On the other hand, this particular change of form is a potentially income-taxable event,
which the IRA provider must report to the IRS on Form 1099-R (even if the distribution is
nontaxable; see Instructions for IRS Form 1099-R (2010), p. 3). By analogy to the regulations’
position on corporate reorganizations, an income tax-triggering distribution would be an “other
disposition.”
4.3.05
AVM, cont.: Sale of assets inside the IRA
The next question is whether the IRA is treated for AVM purposes as an asset itself (so all
the executor needs to do is use the value of the IRA six months after the date of death as the AVM
method value), or whether the IRA is treated as a collection of individual securities, so that the
beneficiary’s sale of a security inside the IRA within six months after the date of death would
cause the AVM period to end for that security (with the results of reinvestment of the proceeds of
the sale being irrelevant for estate tax valuation purposes). There is no authority or guidance on
this point. Sometimes the collection-of-securities approach would favor the taxpayer; in other
cases it would favor the IRS.
Since IRAs are usually reported and valued on the estate tax return as a collection of
individually-valued securities, and the beneficiary who owns the IRA controls whether and when
such securities are sold, this author believes the “security by security” approach is most
appropriate. The gist of the alternate valuation rules is that the person who inherits the estate-
taxable asset gets tax relief if the inherited asset declines in value within a limited period of time
after the decedent’s death. The maximum relief period is six months, and the period is shortened
if the person voluntarily removes from himself the risk of further decline in value by (for example)

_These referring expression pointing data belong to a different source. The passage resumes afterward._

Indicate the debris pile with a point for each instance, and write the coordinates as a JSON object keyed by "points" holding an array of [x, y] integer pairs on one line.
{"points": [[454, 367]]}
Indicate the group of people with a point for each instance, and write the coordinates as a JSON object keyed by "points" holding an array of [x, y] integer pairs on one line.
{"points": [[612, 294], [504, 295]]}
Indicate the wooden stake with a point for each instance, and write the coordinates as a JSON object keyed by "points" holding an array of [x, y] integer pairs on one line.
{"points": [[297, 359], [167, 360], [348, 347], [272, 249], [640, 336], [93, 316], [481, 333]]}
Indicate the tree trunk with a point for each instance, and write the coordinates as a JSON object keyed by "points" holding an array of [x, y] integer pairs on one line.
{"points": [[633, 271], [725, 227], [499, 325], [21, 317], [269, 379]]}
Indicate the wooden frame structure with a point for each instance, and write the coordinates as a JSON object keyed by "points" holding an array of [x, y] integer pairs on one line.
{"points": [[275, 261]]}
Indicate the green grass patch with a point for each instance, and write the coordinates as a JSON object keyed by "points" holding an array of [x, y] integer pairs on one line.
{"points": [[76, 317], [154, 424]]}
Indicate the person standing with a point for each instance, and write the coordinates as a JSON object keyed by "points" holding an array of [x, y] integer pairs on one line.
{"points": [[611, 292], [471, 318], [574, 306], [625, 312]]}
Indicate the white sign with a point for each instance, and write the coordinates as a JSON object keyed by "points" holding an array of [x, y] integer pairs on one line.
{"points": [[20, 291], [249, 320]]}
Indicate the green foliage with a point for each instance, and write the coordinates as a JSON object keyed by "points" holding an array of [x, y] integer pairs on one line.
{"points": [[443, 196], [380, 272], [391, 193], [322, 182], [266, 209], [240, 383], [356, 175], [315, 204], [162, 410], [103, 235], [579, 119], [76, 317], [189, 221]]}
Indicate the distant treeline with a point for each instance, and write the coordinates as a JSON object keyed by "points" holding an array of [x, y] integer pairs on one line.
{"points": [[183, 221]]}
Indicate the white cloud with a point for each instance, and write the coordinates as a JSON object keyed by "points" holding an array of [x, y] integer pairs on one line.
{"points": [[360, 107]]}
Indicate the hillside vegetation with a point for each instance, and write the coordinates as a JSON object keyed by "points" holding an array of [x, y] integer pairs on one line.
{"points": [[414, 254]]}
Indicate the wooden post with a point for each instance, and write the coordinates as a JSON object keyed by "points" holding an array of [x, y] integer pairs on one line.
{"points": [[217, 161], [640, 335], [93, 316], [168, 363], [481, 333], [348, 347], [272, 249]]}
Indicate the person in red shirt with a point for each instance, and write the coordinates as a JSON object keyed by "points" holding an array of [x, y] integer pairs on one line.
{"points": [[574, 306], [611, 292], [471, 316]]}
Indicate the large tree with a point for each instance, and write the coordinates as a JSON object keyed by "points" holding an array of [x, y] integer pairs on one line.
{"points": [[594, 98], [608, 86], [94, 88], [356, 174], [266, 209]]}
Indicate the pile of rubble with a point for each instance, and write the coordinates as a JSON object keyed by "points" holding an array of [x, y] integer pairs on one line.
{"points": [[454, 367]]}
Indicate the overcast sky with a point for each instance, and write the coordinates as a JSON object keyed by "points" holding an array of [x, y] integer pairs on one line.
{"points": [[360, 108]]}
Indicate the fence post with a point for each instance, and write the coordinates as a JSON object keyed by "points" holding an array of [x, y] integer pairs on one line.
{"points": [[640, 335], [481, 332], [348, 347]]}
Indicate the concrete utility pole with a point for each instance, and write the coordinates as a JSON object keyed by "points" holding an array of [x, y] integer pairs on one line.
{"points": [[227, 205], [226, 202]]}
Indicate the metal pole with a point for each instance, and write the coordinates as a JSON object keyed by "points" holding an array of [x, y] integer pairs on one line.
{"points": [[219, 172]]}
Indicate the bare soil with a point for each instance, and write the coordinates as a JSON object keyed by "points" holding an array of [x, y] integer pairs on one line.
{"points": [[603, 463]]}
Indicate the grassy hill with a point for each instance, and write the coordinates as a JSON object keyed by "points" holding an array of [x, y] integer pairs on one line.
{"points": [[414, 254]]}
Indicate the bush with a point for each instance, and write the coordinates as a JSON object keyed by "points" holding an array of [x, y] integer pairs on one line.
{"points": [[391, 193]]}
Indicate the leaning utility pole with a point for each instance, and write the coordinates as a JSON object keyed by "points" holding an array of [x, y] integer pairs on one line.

selling the asset. If the IRA beneficiary sells a security inside the IRA, he has ended the risk of
decline in value of the asset he inherited. If he then chooses to reinvest the proceeds, the U.S.
Treasury should not have to bear the risk of decline in value of the new investment chosen by the
beneficiary.
4.3.06
Federal estate tax exclusion for retirement benefits
At one time, retirement benefits were not subject to the federal estate tax. Though the estate
tax exclusion for benefits was diminished and then repealed in the early 1980s, there are some
“grandfathered” individuals: If the decedent died holding benefits in a qualified retirement plan
and had separated from the service of the employer that sponsored the plan prior to 1985; or at his
death held benefits in an IRA as to which he had irrevocably elected a form of benefit prior to
1984; then the estate may be entitled to a partial or full exclusion of the benefits from the federal
estate. For details, see Instructions to IRS Form 706 (Estate Tax Return; Sept. 2009), Schedule I,
p. 18, and the
Special Report: Ancient History
( Appendix C ).
4.3.07
Valuation discount for unpaid income taxes
It has been suggested that the value of a retirement benefit should be discounted because
the asset is subject to unpaid income taxes. The proponents of this theory assert that a “willing
buyer” would pay less for a retirement plan benefit because subsequent distributions from the
retirement plan or IRA to the willing buyer would be taxable.